By Brian Klingbeil, MD EMEA, Savvis
Last year’s economic downturn has seen traditional ‘DIY’ organisations radically reassess their approach to IT management. Many enterprises have starting to shift budgets to flexible, service led purchasing of IT infrastructure as they identify that moving to managed infrastructure can reduce capital expenditure and costs whilst increasing business flexibility.
Enterprises are also evaluating if this is the time to shift to cloud based infrastructure so as to capitalise quickly on the recovery opportunity. IT professionals are also learning how to assess which elements of their architecture are ripe for taking into the cloud.
2010 is the year for Cloud Seeding. Those ‘in the know’ understand that you can now trust the cloud with mission critical applications, meaning enterprise cloud adoption will start in earnest this year. Making the right decision on when to shift to cloud based infrastructure is very important as it will then help businesses to capitalise from the beginnings of the upturn and insulate themselves somewhat from the risk of a W shaped recovery. With enterprises commencing their engagement their first cloud projects, they begin to understand better the benefits of cloud computing.
The benefits for Cloud Computing as we all know are enormous, including cost-effective approaches to some of the common key challenges that confront IT organizations on a daily basis such as
• How can we provide a better end-user experience at the lowest cost?
• How can we meet availability and other SLA-based requirements?
• How can we deal more effectively with the outages that will inevitably occur?
That said, IT professionals evaluating cloud services must understand the policy implementation mode they are buying into.
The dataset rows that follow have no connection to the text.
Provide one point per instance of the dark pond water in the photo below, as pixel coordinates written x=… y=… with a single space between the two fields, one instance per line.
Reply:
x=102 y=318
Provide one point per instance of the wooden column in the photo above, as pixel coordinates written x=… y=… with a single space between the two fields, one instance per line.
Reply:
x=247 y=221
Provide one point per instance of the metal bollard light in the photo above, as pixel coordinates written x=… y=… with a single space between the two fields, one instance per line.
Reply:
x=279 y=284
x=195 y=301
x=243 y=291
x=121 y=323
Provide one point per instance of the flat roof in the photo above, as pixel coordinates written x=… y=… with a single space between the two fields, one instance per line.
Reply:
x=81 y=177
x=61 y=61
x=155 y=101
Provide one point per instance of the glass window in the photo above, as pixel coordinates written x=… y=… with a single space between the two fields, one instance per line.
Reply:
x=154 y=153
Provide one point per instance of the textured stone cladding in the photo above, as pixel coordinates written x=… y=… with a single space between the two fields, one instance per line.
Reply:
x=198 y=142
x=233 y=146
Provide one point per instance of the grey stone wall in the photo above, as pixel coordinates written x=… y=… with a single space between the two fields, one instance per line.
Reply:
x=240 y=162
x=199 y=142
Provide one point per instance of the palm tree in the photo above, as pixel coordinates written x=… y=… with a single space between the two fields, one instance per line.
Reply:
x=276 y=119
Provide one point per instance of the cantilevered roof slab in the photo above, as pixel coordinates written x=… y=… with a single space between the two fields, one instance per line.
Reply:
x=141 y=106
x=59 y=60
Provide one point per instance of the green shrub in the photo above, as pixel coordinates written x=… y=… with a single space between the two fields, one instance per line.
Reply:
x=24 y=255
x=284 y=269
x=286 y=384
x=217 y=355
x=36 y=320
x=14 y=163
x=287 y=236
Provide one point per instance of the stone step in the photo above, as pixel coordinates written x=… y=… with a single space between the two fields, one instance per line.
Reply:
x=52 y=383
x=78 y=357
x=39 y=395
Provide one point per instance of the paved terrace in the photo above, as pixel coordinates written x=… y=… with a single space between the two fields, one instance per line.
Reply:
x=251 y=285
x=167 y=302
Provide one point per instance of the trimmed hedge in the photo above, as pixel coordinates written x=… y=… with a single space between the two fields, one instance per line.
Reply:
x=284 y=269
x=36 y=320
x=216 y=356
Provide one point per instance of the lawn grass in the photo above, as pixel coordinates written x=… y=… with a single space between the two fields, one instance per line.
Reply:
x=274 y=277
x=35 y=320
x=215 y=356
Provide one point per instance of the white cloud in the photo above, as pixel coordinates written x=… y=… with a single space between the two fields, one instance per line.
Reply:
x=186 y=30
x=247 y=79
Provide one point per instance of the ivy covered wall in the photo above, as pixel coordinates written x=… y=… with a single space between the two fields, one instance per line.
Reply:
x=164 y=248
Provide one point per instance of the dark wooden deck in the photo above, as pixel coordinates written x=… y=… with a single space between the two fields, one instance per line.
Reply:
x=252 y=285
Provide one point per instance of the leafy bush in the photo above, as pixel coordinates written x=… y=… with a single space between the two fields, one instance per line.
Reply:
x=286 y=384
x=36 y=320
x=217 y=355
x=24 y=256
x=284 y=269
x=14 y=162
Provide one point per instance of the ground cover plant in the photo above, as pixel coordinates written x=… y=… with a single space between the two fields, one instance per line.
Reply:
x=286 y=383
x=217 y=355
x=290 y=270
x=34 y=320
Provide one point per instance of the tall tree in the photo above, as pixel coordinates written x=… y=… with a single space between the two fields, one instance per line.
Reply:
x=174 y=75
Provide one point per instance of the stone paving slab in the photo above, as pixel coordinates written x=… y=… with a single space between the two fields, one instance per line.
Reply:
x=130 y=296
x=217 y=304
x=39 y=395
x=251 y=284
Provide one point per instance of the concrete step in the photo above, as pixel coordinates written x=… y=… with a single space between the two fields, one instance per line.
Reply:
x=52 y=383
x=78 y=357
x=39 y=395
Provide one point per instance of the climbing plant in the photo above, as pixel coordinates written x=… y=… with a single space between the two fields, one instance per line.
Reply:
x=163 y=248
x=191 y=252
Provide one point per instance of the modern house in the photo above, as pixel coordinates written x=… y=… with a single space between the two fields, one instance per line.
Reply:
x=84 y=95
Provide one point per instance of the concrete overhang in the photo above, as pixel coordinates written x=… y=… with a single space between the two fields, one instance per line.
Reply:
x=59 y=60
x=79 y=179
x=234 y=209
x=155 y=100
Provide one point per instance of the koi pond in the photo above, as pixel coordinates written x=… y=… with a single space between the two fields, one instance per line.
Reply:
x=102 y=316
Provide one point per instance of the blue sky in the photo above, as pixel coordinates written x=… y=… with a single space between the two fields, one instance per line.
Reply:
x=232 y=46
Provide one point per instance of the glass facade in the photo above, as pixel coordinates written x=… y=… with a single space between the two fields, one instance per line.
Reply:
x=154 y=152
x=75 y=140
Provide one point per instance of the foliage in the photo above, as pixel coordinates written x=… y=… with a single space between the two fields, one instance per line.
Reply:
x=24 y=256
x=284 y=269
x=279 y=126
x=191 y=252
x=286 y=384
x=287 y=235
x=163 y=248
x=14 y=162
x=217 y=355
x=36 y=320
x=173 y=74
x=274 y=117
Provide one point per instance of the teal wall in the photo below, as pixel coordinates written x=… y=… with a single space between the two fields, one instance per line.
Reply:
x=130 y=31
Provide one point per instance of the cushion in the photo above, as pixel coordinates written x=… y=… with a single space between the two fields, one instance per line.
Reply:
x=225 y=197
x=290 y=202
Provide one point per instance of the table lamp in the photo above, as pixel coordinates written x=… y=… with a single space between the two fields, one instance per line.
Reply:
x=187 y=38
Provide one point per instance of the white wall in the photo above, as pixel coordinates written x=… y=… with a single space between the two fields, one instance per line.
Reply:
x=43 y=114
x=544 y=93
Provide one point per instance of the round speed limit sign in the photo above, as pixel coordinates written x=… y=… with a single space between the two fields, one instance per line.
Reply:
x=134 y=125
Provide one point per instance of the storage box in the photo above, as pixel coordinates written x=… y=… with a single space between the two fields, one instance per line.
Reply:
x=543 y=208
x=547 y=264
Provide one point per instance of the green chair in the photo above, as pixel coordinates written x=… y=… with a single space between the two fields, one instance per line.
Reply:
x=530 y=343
They need to think about how much control they need at the resource, application and operational levels – and then make sure that it’s available. Organisations and IT leaders that take an over-simplified view of cloud computing and commit to it without fully understanding the implications of such a move risk making things worse instead of better.
Moving forward, the year 2010 will be the centred around cloud governance. IT organisations need to fully understand the implications of a move towards Cloud Computing rather than dive in without a plan. Only when IT professionals stay on top of the cloud by fully understanding the implications of a move towards Cloud Computing, possess a detailed understanding of decision-making policies across resources, applications and operations, then will they be able to look forward to reaping the much anticipated rewards of Cloud Computing.